Cinco españoles, tres portugueses y un danés se encuentran en un bar de Madrid y empiezan a abrir botellas de lo más variopinto. Lo que sigue no es un chiste sino lo que tuvo lugar el pasado lunes en la presentación de Arriba!, una pequeña muestra de vinos de variedades antiguas de la Raya hispano-portuguesa. Se saldó con gran éxito de crítica y público.
Estando en el evento me acordé de la campaña electoral de estos días. Una Europa muy real se encontraba allí, en el reducido espacio del local, entre las mesitas reservadas a los bodegueros, en las conversaciones y en las copas. Tres o cuatro décadas atrás, esta escena no hubiera sido posible en España, aunque sí en Francia, Alemania o el Reino Unido. Nuestro sector vitivinícola le debe casi todo a la entrada en la entonces Comunidad Económica Europea.

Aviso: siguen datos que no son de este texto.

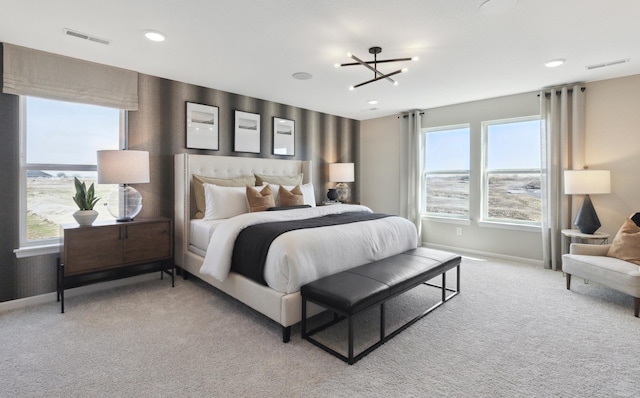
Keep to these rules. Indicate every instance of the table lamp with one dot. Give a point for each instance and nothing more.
(587, 182)
(341, 173)
(123, 167)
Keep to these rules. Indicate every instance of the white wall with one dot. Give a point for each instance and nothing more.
(379, 171)
(612, 142)
(380, 151)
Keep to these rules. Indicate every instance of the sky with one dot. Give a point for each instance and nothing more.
(68, 133)
(509, 145)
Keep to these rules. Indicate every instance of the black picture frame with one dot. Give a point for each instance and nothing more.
(202, 127)
(284, 136)
(246, 132)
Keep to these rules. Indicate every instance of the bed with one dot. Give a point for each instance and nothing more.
(283, 305)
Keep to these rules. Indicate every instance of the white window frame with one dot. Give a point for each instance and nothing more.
(486, 172)
(52, 245)
(455, 218)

Dice Pedro Ballesteros, uno de los principales expertos del mundo del vino, que la fecha más importante de la historia del vino español es el 1 de enero de 1986. Por supuesto teníamos el viñedo y la tradición, pero hasta los años 80 la percepción de nuestros vinos seguía lastrada por la imagen de país atrasado, inmovilista y de escaso potencial cualitativo. La única excepción que confirmaba esa regla eran casos muy particulares, como los vinos de Jerez, o, en Portugal, los oportos. El día en que España se convirtió en miembro de la CEE empezaron a caer las barreras políticas, sociales, económicas, incluso psicológicas, que hacían del nuestro 'un país que era diferente en lo que no hay que ser diferente'.

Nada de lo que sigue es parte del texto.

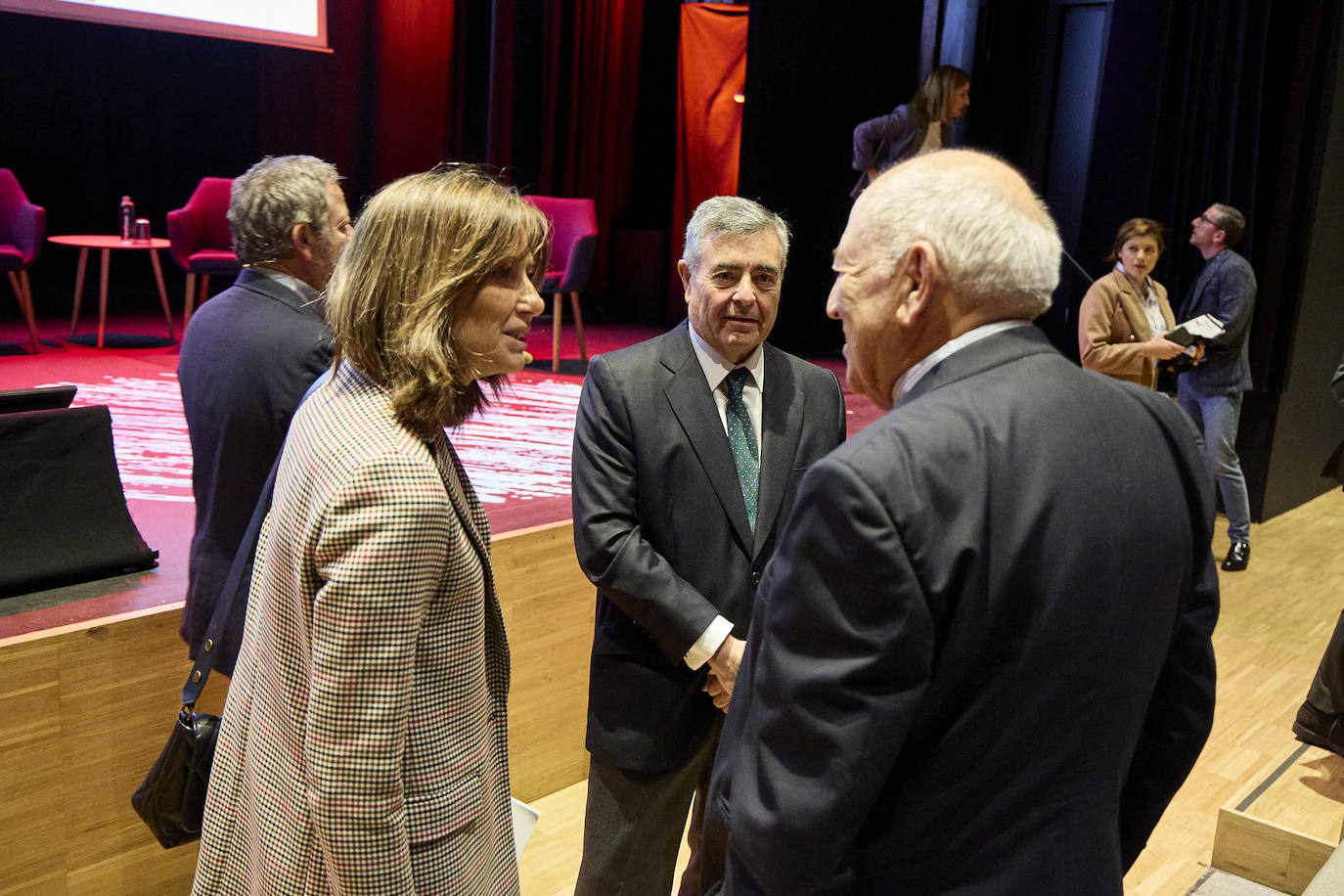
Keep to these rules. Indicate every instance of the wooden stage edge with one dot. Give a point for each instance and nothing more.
(86, 707)
(1285, 827)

Tras superar una larga negociación, los vinos españoles (y portugueses) accedieron de lleno al gran mercado europeo y, por extensión, mundial. Desaparecieron aranceles, cuotas y todo el rancio entramado de los mercados cerrados. Además, ganamos algo quizá menos evidente para el gran público: libertad de movimiento. A partir de los 90, un número creciente de jóvenes enólogos españoles se formaron en las escuelas de Burdeos y Montpellier y en bodegas de la Borgoña y del Ródano. Y sin necesidad de visados ni papeles. La dinámica fue recíproca, claro: muchos profesionales europeos se establecieron en distintas zonas de España, aportando nuevas visiones y energías. Esta libre circulación fue clave para cambiar mentalidades y aumentar el interés y la autoestima del vino español. Valió la pena y, ante los desafíos del presente, aquella historia sigue siendo importante.